Oracle is a leading company in AI and cloud solutions, and they are seeking a Senior Cloud DevOps Engineer to manage critical cloud infrastructure deployments and enhance service efficiency. The role involves automating deployment processes, incident management, and collaborating with development and operations teams to ensure reliable service delivery for Oracle Analytics Applications.
Responsibilities:
- Develop and maintain automated tools and systems to streamline operations, reduce manual intervention and improve overall service efficiency
- Deployment of infrastructure as code (IaC) for provisioning and configuration
- Performing root cause analysis on defects and outages and prevent recurrences
- Monitor system performance, identify potential issues and ensure systems are running efficiently
- Monitor and maintain security measures to protect against threats and ensure compliance
- Write scripts and configurations to automate tasks like building and deploying software
- Ensuring system scalability, security, and high availability
- Responsible for testing and implementing disaster recovery plans to handle major outages
- Monitoring systems to detect potential issues before major incidents are reported in production
- Responsible to establish alerts systems to notify relevant teams when issues arise
- Managing changes to infrastructure, ensuring they are implemented safely and reliably
- Championing a culture of continuous improvement and innovation within the DevOps team
- Identifying bottlenecks and areas for improvement, as a DevOps engineers look out to optimize workflows and improve customer experience
- Create custom Analytics reports and customize the data that is used for reporting.

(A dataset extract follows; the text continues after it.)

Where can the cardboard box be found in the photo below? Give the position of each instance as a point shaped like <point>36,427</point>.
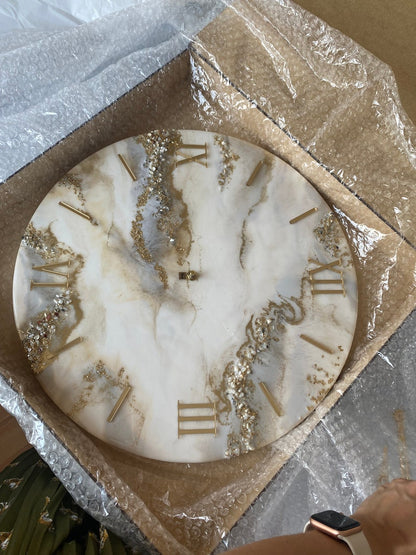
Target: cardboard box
<point>237,91</point>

This allows them to focus on specific aspects of the service resilience
- Monitoring and measuring customer experience and KPIs and point out to improve overall service resiliency
- Maintaining comprehensive documentation of security practices, procedures and incidents
- Create security controls to mitigate identified risks
- Automating security processes and integrating security tools with pipelines to create and assign jira to specific stakeholders
- Proactively monitor build and deployment, troubleshoot issues, and resolve errors
- Automating tasks and process within software development lifecycle, such as CI/CD pipelines and Infrastructure management
- Support the operations of Oracle Analytics Applications on OCI using Cloud DevOps methodologies including: Incident management: analyze T2 metrics, and alarms, alongside Lumberjack logs. Troubleshoot, repair, and document infrastructure and service issues
- Start / stop / upgrade cloud infrastructure and services using OCI tools
- Participate in 24x7 technical support offering customer technical assistance to manage Oracle Analytics Data Intelligence service
- Manage and continuously improve existing Oracle Analytics Apps cloud capabilities and tools, with a focus on OCI tools, process, and configuration
- Perform daily tasks in accordance with process, compliance and regulatory standards
Requirements:
- Citizen of United States
- Security Clearance required to work in OCI Gov Cloud
- Participate in on-call Rotations to support US Government and Commercial Cloud deployments
- On-call 24x7 rotations scheduled for after business hours or weekends
- Bachelors or Master's Degree in Computer Science or equivalent from reputed universities with a consistently good academic record
- 4+ years experience with hands-on knowledge on cloud platforms, cloud services, Docker Container based applications
- Experience with Cloud Platforms: Configuration, operations, tools and process
- Linux/Unix system administration including system level knowledge of Linux on Cloud Platforms, creating and executing scripts
- Production Application deployments across multiple preproduction and production environments on Oracle Cloud infrastructure
- Cloud Platform experience, such as OCI, AWS, Azure, or GCP compute, storage, and network operational experience
- Understand internet networking services, such as DNS, HTTP, etc
- Documenting technical procedures and configurations
- Proficiency in scripting languages like Python, shell or Bash to automate tasks
- Create and maintain CI/CD focusing on automated pipelines for continuous integration and continuous deployment
- Containers and orchestration (Docker, Kubernetes, and docker-compose)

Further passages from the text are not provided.